Яма – это место, где из тебя делают нелюдя.

Яма – это место, куда попав однажды, ты жалеешь, что здесь оказался.

Яма – это про то, что хочется забыть, но раз в месяц она то и дело всплывает в страшных снах.

Я сглотнул, провожая взглядом скрытые в земле наблюдательные пункты. Старые бетонные сооружения времён холодной войны поросли мхом. Ворота на военную базу были открыты, КПП пуст, проржавевший шлагбаум поднят.

Переключив на первую скорость, Маркус зашуршал по гравию и заехал на объект, согнав с дороги стаю голодных ворон.

Впереди показался казарменный блок – четыре серых неприметных здания с заваренными дверьми. В одном из них крыша провалилась внутрь, окна второго этажа выбиты, на первом заколочены.

Маркус посмотрел через стекло вверх. Он знал, за нами наблюдают. С того момента, как мы въехали на территорию, он не проронил ни звука. Лишь шум от колёс, каркающих ворон и гуляющего за окном ветра.

В конце казарменного блока стояли два БМП, устремив дула в сторону границы с Финляндией. С правой стороны вертолётная площадка. Только по вырванной траве, проросшей из асфальта, можно было догадаться, что на базе что-то происходит.

Остановив машину между двух БМП, Маркус поставил на ручник, медленно, не глядя на меня, достал ключи зажигания и вышел. Я следом. Подойдя к танку, он засунул руку куда-то в проём над гусеницей и, потянув на себя, со скрежетом открыл задний отсек.

Внутри всё сжалось, захотелось в туалет. Закрыться и не выходить до тех пор, пока про меня не забудут. Заметив, что я мешкаю, Маркус подтолкнул меня в спину. Я прошёл к отсеку и на миг остановился. Снизу на меня повеял затхлый воздух. Резкие ступени вели глубоко вниз. Держась за поручень, я пригнул голову и, осторожно переступая, стал спускаться вниз.

Затхлый воздух мусолил ноздри, обтекал всё тело и давил всё глубже вниз до тех пор, пока под ногами не показалась ровная плоская поверхность из жести.

Дождавшись, пока Маркус спустится, в крохотном тамбуре, где до конца не получится выпрямиться, зажглась единственная тусклая лампа красного света.
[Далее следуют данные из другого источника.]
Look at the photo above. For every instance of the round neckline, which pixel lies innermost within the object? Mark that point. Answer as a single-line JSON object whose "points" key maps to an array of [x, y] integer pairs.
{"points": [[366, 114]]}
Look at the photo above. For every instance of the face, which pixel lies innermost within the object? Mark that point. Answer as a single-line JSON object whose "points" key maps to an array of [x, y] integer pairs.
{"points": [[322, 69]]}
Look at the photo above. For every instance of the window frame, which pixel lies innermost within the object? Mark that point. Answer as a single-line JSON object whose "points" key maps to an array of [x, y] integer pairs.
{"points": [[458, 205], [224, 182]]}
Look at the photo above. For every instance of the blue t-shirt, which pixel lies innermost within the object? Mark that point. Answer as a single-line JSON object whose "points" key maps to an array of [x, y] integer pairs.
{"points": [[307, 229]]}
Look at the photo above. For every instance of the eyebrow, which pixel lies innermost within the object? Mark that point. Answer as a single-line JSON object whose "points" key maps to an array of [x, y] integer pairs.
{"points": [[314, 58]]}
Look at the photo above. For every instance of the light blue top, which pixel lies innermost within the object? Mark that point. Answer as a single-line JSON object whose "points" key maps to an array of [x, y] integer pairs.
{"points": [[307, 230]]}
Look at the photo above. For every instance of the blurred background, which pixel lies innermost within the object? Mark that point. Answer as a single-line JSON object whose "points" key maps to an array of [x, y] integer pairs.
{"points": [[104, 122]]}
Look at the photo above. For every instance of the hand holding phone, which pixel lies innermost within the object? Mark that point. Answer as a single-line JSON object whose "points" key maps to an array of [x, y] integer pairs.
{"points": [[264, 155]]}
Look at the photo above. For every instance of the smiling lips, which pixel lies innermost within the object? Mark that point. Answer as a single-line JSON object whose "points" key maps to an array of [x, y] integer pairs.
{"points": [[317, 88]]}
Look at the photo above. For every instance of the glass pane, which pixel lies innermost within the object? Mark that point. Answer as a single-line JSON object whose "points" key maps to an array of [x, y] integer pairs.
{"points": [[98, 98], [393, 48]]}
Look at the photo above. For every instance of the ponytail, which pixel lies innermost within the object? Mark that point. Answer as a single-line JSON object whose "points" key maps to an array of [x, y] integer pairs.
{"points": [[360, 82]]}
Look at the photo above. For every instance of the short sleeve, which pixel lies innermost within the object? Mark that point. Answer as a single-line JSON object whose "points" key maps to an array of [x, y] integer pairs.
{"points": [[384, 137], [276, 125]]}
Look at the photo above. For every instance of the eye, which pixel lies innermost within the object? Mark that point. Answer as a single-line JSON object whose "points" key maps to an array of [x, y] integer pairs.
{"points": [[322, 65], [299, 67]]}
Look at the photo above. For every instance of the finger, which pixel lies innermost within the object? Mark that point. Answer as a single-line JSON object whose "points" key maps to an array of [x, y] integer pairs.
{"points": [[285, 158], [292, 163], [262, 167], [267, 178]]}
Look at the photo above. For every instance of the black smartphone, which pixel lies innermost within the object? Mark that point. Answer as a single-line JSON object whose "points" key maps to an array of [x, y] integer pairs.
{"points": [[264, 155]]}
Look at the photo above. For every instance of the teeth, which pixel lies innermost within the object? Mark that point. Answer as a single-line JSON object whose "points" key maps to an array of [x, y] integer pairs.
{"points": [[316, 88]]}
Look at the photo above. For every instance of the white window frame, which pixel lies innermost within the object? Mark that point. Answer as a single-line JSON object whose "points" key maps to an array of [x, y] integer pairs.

Подойдя к лампе, Маркус встал ровно напротив тяжеленной металлической двери, напоминающей те, которые устанавливают в банковских хранилищах, и разместил руку на площадку в стене на уровне пояса. Сенсор под рукой, помигивая, просканировал ладонь, и дверь со скрежетом стала открываться. Медленно, неуверенно скрипя массивными петлями.

 

Пригнувшись, я зашёл первый, следом, толкнув меня, вошёл и Маркус. Хрустнув шеей, он сбросил обувь и снял куртку, мягкий свет по периметру длинного коридора стал включаться. Световая линия пробегала по полу и потолку, как бы очерчивая пространство.

В нашу сторону, опираясь о трость, шёл мужчина, который за этот год ничуть не изменился. Маркус приветливо склонил голову вбок и сложил за спиной руки.

Каждый шаг отдавался стуком трости о металлический пол.

ТУК. ТУК.. ТУК…

В такт этих стуков билось и моё сердце, разве что, чем ближе подбирался к нам старик, тем быстрее оно отсчитывало удары. Зубодёр, как его называли другие испытуемые, остановился, прижав к стене трость, и широко раскрыл объятия.